Perhaps a beer pipeline could just be the solution to a Canadian problem. The Energy East project is a yet to be approved 4,500 kilometre line, intended to transport over a million barrels of oil, a day, to refineries in Eastern Canada and a marine terminal in New Brunswick. The project is highly contentious.
What if the pipeline didn’t carry oil but instead carried beer and the refineries became breweries? Who would object to that? Beer is less likely than oil to cause an environmental disaster and, I know, a number of people who would be prepared to help clean up a spill, even at some risk to their personal digestive health.
Admittedly, there would be a few knots to untangle. Would the pipeline carry only lager beer to the exclusion of pale ale? Could the pipeline alternate lager and ale, if so, how frequently? Would it be able to carry craft beer? Would beer flow west to east or east to west? How sabotage or piracy be handled? Think of the opportunity the pipeline route would provide for ultra-endurance runners bored by the challenge of running the much shorter Appalachian Trail.

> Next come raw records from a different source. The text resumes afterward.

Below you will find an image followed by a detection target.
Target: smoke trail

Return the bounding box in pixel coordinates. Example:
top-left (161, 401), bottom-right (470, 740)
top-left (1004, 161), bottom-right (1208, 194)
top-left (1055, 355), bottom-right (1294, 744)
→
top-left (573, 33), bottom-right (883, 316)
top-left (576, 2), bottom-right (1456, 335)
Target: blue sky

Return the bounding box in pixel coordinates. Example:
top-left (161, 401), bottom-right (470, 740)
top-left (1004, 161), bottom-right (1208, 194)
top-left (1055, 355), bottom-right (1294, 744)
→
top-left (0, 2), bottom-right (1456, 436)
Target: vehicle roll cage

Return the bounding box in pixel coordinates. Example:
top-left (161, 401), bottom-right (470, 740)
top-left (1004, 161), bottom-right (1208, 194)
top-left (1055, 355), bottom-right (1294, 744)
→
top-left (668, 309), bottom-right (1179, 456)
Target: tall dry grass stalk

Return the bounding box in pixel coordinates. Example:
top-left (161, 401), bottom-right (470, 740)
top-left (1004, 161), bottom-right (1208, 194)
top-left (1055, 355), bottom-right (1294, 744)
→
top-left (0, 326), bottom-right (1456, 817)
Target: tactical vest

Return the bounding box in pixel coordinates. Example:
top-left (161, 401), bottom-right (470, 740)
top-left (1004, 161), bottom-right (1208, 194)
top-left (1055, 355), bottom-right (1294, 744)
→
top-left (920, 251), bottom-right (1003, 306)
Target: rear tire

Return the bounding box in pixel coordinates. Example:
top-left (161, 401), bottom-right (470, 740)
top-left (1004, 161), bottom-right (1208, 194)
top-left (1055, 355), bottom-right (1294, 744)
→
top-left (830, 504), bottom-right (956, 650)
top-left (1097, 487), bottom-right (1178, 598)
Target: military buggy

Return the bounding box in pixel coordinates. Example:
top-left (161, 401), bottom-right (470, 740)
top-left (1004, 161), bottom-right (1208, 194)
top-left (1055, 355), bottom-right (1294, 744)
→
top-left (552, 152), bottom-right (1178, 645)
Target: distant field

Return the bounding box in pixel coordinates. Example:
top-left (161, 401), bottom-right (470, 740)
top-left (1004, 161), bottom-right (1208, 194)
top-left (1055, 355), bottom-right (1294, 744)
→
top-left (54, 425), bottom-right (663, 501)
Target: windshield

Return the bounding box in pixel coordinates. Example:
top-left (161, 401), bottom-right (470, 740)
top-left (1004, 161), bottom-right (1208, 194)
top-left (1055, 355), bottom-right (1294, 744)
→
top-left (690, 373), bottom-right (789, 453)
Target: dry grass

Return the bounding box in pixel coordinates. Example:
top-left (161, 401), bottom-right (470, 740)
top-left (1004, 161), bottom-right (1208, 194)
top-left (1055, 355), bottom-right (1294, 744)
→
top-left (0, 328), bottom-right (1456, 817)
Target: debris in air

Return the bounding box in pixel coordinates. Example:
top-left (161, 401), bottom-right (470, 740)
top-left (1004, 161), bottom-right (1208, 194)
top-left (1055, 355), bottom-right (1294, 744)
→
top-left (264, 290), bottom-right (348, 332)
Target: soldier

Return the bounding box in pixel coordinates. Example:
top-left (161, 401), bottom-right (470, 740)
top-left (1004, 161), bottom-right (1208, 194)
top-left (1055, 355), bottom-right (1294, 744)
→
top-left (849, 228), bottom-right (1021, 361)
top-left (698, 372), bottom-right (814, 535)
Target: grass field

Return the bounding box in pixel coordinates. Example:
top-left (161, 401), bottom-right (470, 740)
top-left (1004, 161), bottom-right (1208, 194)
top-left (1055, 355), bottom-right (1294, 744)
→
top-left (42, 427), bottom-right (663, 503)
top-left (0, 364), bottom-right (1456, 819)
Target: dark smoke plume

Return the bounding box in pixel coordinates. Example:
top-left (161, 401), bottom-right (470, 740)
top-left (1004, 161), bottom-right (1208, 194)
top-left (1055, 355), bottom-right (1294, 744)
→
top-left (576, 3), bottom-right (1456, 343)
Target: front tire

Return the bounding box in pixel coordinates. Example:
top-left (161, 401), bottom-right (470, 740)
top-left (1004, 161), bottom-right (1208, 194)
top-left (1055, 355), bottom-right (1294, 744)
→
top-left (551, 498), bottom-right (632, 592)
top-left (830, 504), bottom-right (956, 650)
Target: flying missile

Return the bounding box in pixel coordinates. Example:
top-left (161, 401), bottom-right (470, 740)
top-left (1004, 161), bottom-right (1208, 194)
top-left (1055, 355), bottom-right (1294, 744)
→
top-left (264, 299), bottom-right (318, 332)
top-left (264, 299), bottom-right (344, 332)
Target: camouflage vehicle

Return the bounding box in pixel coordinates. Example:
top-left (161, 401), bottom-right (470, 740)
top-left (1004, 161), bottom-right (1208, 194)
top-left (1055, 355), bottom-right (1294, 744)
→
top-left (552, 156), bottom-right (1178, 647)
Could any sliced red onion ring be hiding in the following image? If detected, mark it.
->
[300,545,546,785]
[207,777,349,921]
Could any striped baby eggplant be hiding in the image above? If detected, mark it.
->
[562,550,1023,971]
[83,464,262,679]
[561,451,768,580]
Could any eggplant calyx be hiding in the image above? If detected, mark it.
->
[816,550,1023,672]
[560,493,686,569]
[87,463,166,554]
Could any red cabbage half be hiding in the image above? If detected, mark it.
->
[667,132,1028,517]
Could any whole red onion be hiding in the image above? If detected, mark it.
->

If the ‘beer for oil’ pipeline idea won’t fly, perhaps there is room for the County to get in on the action. Why doesn’t Wellington, the soon-to-be home of a downtown brewpub, build first beer pipeline, in North America, alongside Lane Creek, which is ready for digging, anyway? Install a transparent manhole cover near the corner of Wharf Street and Main Street so that visitors could gaze at the wondrous sight. Even if it cost a lot of money to build, all you’d have to do is say, “free beer for life,” and investors would come running, albeit a little more slowly than Karl Meltzer, but dutifully following his training regime.
Some readers seem intent on nullifying the authority of David Simmonds. The critics are so intense; Simmonds is cast as more scoundrel than scamp. He is, in fact, a Canadian writer of much wit and wisdom. Simmonds writes strong prose. He dissects, in a cheeky way, what some think sacrosanct. His wit refuses to allow the absurdities of life to move along, nicely, without comment. What Simmonds writes frightens some readers. He doesn't court the ineffectual. Those he scares off are the same ones that will not understand his writing. Satire is not for sissies. The wit of David Simmonds skewers societal vanities, the self-important and their follies as well as the madness of tyrants. He never targets the outcasts or the marginalised; when he goes for a jugular, its blood is blue. David Simmonds, by nurture, is a lawyer. By nature, he is a perceptive writer, with a gimlet eye, a superb folk singer, lyricist and composer. He believes quirkiness is universal; this is his focus and the base of his creativity. "If my humour hurts," says Simmonds,"it's after the stiletto comes out." He's an urban satirist on par with Mike Barnacle, Jimmy Breslin, the late Mike Rokyo and, increasingly, Dorothy Parker. He writes from and often about the village of Wellington Ontario. Simmonds also writes for the Wellington "Times," in Wellington, Ontario.